While Parallel Pies can lead to broader exploration, we found that too much exploration can actually lower solution quality under certain circumstances. In particular, when solving open-ended problems under tight time constraints, individuals can initially overuse the capability to broadly explore and not spend enough time maturing a single solution. However, there are indications that this issue would disappear after users have fully acclimated to this capability. Parallel Pies was designed to enable broad exploration by increasing the ease with which one can spawn a new, separate solution instance. One unexpected side-effect of this capability is that it can increase the likelihood of backtracking. Specifically, as individuals work, they sometimes use Parallel Pies to create back-up copies of different stages of their work, thereby increasing the frequency with which they return to a previous state to pursue alternative paths. Though the tool was not expressly designed to support this practice, this use suggests the need for history mechanisms that more completely track all states a user visits. In contrast to Parallel Pies, our studies show that the multiple previews of Side Views have a far more subtle effect on the problem solving process. While we find no evidence that multiple sets of previews can affect one’s performance, we did find that they can lead to individuals serendipitously discovering viable solution alternatives. That is, while interacting with a command, the multiple previews can suggest ways of solving a problem that the user had not originally considered. Side Views’ multiple sets of previews per parameter can also reduce the need to scan for settings of interest. In our studies, subjects moved commands’ sliders about half as much when Side Views were present, suggesting that users can find values of interest with less effort by using this tool.

Finally, our studies indicate that Side Views’ multiple previews can help ground communication between individuals as they cooperatively solve problems. Rather than abstractly describe how they wish to proceed, users can simply point to a Side View that is close to the desired direction. From these three studies, we conclude that user interface mechanisms that support the rapid generation and automatic management of new standalone alternatives are highly valued and useful facilities for solving complex, ill-defined problems. By making it easy to create sets of potential solutions that are simultaneously active, these capabilities streamline the process of exploring the design space and help users to perform concrete, side-by-side comparisons of their options.

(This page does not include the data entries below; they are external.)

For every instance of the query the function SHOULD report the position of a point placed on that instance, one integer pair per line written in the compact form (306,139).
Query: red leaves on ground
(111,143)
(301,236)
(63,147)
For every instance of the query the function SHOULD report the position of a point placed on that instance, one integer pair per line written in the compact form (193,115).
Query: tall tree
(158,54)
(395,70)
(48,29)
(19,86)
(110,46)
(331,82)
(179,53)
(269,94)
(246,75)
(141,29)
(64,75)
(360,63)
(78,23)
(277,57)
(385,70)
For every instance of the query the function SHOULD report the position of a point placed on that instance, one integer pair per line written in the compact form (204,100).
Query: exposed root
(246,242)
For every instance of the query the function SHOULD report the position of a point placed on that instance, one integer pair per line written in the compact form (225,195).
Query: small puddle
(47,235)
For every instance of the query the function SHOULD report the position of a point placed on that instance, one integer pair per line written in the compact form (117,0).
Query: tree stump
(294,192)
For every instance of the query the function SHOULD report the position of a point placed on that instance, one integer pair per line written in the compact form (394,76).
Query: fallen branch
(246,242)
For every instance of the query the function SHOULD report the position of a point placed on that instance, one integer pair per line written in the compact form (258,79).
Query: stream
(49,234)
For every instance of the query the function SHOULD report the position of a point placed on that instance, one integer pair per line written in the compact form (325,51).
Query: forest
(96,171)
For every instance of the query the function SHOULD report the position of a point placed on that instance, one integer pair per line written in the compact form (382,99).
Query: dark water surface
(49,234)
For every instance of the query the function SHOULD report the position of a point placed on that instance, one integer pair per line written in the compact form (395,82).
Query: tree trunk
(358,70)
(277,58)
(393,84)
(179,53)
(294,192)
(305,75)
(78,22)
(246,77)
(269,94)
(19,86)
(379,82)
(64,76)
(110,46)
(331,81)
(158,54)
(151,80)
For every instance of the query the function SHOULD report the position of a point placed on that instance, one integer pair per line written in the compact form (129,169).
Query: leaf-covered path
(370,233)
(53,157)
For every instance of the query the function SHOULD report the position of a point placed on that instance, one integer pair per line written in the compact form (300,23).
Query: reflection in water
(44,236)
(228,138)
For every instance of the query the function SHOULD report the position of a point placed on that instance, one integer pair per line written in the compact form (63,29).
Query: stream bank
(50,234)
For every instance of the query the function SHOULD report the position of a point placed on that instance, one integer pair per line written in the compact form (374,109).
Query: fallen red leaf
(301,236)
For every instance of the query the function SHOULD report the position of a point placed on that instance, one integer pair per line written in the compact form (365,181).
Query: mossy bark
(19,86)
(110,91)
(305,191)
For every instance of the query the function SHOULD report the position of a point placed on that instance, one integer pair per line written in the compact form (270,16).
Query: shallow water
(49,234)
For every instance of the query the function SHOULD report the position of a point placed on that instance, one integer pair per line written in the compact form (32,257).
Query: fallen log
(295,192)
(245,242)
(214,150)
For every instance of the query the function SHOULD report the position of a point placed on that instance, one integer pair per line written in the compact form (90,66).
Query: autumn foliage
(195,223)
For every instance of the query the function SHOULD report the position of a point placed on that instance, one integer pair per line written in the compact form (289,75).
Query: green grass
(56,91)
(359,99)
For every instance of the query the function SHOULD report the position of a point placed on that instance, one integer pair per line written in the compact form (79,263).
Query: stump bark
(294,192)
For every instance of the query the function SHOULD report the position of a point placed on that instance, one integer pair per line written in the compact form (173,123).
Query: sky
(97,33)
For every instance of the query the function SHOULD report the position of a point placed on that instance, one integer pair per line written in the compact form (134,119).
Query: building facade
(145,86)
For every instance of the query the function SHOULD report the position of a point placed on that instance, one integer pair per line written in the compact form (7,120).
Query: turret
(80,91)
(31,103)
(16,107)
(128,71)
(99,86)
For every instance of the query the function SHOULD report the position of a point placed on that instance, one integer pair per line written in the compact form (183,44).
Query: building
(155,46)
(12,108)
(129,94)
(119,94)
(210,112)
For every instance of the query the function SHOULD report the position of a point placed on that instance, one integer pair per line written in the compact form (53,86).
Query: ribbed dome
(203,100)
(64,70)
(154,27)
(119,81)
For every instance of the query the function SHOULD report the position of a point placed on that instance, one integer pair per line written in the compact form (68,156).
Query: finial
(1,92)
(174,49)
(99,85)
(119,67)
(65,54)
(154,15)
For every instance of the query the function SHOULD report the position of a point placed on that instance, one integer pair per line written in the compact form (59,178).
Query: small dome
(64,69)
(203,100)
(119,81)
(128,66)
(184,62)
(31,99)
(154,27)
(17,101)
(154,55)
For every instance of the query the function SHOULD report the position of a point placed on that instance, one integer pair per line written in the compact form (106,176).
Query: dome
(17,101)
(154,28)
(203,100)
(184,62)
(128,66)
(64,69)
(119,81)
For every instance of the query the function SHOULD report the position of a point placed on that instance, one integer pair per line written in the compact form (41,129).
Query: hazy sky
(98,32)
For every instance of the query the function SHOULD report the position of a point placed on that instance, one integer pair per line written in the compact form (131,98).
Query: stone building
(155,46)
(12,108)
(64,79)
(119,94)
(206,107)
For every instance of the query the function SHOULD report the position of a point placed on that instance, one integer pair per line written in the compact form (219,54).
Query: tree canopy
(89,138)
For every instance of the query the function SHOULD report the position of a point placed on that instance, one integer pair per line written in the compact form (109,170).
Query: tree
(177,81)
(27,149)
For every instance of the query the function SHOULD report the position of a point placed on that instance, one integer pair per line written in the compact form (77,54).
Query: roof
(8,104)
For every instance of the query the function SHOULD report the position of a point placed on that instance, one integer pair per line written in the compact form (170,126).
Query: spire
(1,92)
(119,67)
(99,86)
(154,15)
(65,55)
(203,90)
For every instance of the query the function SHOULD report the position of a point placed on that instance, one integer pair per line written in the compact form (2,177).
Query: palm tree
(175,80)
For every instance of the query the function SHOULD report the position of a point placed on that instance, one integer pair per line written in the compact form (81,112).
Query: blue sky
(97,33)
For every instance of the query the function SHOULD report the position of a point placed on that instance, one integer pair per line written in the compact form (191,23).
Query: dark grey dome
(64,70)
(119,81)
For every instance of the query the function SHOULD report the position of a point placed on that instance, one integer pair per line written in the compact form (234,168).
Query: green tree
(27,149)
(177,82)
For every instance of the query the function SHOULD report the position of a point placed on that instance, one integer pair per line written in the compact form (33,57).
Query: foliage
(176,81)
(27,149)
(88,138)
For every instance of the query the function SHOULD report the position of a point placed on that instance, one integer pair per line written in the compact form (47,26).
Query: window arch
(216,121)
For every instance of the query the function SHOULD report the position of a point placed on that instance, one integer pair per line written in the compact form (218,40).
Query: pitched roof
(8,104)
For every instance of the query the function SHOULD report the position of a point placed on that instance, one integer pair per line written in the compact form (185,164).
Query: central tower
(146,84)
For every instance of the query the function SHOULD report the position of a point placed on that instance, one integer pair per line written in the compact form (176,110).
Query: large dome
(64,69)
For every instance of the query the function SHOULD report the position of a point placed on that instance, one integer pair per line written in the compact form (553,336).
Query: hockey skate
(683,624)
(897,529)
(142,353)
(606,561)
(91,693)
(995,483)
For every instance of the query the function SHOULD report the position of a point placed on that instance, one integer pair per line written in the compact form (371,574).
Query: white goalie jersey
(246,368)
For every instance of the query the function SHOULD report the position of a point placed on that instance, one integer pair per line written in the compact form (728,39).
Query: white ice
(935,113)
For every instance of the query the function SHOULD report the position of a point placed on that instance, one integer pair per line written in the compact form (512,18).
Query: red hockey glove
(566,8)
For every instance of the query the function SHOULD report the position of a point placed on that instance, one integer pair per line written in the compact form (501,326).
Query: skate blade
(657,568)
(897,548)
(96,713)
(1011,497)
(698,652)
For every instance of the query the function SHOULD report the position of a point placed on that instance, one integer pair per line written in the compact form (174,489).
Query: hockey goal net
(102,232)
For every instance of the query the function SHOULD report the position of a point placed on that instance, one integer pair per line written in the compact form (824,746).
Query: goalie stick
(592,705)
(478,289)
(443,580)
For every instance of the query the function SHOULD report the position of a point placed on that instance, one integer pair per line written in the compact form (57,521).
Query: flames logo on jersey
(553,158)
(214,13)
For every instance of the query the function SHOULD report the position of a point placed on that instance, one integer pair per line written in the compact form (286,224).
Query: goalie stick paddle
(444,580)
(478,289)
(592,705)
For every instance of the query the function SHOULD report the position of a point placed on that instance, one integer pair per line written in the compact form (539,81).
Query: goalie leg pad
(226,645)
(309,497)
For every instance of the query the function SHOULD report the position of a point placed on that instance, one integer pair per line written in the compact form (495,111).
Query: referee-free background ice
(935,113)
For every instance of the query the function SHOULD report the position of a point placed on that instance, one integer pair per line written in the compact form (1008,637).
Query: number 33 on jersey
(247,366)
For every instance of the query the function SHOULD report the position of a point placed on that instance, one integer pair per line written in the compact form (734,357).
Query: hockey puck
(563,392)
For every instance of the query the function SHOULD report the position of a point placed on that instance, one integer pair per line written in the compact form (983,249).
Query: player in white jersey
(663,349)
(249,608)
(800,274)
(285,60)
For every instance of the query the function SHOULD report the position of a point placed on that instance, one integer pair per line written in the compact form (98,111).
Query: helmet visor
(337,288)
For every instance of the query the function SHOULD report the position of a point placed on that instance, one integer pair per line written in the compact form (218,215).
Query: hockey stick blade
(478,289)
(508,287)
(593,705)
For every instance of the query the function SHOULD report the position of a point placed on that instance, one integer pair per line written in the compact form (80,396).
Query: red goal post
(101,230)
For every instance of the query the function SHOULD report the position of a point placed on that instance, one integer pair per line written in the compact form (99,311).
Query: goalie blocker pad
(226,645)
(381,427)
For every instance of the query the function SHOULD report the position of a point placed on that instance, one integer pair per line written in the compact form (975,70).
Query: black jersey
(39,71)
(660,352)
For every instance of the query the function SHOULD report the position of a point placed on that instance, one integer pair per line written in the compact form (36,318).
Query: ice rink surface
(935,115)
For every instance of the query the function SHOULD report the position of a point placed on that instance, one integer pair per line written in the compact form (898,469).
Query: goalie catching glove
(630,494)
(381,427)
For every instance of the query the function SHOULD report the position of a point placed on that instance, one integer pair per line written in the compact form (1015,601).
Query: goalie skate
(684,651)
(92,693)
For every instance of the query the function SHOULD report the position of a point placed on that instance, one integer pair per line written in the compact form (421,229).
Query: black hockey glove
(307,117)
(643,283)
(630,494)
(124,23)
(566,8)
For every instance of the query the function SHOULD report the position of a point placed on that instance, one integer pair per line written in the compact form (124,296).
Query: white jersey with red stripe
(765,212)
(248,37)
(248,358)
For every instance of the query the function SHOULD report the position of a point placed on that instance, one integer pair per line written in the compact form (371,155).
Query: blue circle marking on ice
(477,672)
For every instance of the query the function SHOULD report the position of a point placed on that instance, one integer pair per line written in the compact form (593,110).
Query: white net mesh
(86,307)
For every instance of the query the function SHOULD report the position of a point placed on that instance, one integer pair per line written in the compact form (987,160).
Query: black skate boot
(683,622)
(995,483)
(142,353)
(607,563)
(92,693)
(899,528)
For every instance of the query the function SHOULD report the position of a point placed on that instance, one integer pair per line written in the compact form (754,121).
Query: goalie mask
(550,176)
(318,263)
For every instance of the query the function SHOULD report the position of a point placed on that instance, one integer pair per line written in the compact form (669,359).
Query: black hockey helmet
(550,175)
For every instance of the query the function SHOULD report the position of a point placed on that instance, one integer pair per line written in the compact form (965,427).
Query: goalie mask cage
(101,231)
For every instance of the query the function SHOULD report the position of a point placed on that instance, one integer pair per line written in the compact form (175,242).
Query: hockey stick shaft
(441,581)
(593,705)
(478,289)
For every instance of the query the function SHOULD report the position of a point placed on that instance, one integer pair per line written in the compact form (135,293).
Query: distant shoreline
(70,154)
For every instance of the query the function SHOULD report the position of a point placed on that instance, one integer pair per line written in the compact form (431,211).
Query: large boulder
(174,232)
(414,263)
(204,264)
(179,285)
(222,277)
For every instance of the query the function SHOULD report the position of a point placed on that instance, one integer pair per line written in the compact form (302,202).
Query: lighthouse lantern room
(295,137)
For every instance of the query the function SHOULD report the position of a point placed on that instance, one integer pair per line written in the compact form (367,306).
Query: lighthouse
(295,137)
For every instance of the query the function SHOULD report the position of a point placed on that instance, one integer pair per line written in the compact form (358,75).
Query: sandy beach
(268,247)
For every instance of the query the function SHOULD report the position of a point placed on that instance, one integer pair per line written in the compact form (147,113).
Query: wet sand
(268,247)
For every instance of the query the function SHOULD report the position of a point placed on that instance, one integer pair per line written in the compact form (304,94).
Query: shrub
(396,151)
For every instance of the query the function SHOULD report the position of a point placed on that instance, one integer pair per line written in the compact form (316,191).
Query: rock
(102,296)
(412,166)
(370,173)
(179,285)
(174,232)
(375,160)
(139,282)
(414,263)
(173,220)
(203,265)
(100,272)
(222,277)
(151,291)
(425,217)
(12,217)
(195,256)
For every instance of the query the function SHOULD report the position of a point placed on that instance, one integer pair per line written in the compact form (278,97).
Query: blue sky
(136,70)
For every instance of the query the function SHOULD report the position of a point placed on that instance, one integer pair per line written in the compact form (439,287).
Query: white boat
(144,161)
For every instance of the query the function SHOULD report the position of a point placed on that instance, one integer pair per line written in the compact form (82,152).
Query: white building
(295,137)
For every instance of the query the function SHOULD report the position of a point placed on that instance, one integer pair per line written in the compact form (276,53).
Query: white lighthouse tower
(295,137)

We also conclude that current interface designs lead to highly linear problem solving processes due to their lack of mechanisms to support broad exploration. When such mechanisms are available, they are eagerly adopted and lead to much wider explorations of the problem space, espite them being completely optional components to the problem solving process. Thus, this work argues for the need to more fully investigate how process support tools (such as history mechanisms and previewing tools) impact the problem solving process.

While this research has documented how Side Views and Parallel Pies can assist in experimentation and exploration, this work also makes significant contributions in the methodology and metrics used to perform the evaluations. For over 20 years, mechanisms such as branching histories and enhanced versions of Undo have been proposed to facilitate experimentation. However, very few evaluations have been performed on these types of tools. The dearth of evaluations can be partially attributed to the lack of analytical methods appropriate to evaluating how these types of mechanisms affect the problem solving process.

Noting this lack of evaluation instruments, this work contributes a suite of metrics that formalize concepts such as backtracking, breadth and depth of exploration, and “dead-ends.” These metrics enable statistical comparisons to be performed across these dimensions, allowing a researcher to investigate whether their user interface mechanisms lead to significantly different problem solving strategies. A visualization called a process diagram aids in conveying results by rendering an individual’s problem solving process through a set of integrated directed graphs.